Admixed populations in the neighbor-joining algorithm: a geometric analysis with five taxa
Zhang J, Lo WT, Stillman M, Kim J (2024). bioRxiv.

Abstract

The Neighbor-Joining (NJ) algorithm is a widely used method for constructing phylogenetic trees from genetic distances. While NJ is known to perform well with tree-like data, its behavior under admixture remains understudied. In this work, we present a geometric framework for analyzing the NJ algorithm under a linear admixture model. We focus on three key properties related to clustering order, distance, and topological path length in the resulting NJ trees involving five taxa. Our approach leverages polyhedral geometry to define NJ cones, which correspond to distinct cherry-picking orders and partition the space of dissimilarity vectors. We project dissimilarity vectors with admixture into a lower-dimensional space without admixture, defining polyhedral regions induced by NJ cones that satisfy specified properties.

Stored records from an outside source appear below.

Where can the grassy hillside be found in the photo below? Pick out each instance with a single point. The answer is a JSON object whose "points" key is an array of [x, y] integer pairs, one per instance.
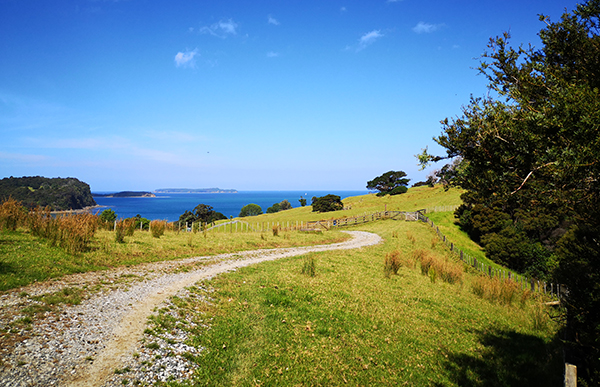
{"points": [[350, 325]]}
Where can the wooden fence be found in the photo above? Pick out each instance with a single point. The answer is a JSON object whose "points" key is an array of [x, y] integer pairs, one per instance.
{"points": [[553, 290]]}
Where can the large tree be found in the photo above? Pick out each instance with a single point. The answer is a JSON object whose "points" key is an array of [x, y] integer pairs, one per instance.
{"points": [[531, 166], [390, 183], [202, 213], [327, 203], [250, 210]]}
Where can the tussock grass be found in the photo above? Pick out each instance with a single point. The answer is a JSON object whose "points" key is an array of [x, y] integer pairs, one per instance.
{"points": [[158, 228], [270, 324], [27, 258], [11, 214]]}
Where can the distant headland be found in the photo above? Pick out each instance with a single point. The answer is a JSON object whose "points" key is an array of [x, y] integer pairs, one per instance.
{"points": [[126, 194], [195, 190]]}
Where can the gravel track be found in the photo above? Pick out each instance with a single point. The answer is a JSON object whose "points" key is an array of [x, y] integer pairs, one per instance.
{"points": [[83, 345]]}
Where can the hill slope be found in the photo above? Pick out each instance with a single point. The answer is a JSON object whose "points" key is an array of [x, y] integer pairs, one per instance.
{"points": [[59, 194]]}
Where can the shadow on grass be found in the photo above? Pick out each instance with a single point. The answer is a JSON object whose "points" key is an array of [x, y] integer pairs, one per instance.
{"points": [[509, 358]]}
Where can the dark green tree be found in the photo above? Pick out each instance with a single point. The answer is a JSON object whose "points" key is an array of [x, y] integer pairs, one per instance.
{"points": [[202, 213], [285, 205], [531, 166], [390, 183], [250, 210], [327, 203], [274, 208], [108, 216]]}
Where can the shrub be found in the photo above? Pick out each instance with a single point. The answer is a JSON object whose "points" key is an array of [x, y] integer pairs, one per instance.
{"points": [[327, 203], [250, 210], [158, 228], [309, 268], [11, 214]]}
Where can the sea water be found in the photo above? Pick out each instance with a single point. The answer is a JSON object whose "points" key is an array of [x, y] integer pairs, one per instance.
{"points": [[170, 206]]}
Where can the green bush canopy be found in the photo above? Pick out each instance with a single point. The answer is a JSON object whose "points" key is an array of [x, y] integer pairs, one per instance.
{"points": [[327, 203], [250, 210], [530, 166], [390, 183]]}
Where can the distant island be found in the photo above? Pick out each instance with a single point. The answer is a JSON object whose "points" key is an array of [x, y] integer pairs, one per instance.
{"points": [[60, 194], [195, 190], [126, 194]]}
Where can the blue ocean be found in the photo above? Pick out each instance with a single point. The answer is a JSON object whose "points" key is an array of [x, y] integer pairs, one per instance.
{"points": [[170, 206]]}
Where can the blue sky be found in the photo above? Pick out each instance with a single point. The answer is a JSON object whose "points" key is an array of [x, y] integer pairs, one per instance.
{"points": [[251, 95]]}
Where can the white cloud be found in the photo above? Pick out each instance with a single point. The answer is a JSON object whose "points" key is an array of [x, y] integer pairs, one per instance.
{"points": [[221, 29], [369, 38], [186, 59], [426, 28]]}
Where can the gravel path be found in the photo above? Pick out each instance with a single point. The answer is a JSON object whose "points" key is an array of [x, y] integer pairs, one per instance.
{"points": [[83, 345]]}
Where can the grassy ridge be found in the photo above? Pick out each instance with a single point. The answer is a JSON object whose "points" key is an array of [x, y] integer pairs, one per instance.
{"points": [[272, 325]]}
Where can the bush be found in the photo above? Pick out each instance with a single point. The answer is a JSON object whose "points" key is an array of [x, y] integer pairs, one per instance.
{"points": [[327, 203], [250, 210]]}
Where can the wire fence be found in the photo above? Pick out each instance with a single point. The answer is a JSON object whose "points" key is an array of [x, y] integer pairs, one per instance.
{"points": [[556, 291], [553, 290]]}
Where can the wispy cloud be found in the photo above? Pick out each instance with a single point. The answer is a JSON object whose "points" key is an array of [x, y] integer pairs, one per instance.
{"points": [[221, 29], [23, 158], [368, 39], [426, 28], [186, 59]]}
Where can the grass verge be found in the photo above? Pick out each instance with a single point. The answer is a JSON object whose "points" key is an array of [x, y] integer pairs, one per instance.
{"points": [[350, 324]]}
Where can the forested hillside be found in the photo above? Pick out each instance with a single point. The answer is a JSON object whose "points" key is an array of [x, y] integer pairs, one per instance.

We compute the exact probabilities that these properties hold by directly calculating the volumes of the induced NJ cones and compare them with Monte Carlo integration and standard NJ simulation methods. Our results show that the property on clustering order is always satisfied, while the other properties are highly probable but depend on the admixture fraction. We also prove that certain induced NJ cones have zero volume, indicating that the corresponding NJ tree topologies are infeasible under admixture. We have implemented our methods as a publicly available module NeighborJoining within Macaulay2, providing an efficient tool for analyzing NJ cones and their properties. This work provides new insights into the geometric structure inherent to the NJ algorithm in the presence of admixture, identifying the conditions under which admixture influences the resulting phylogenetic trees.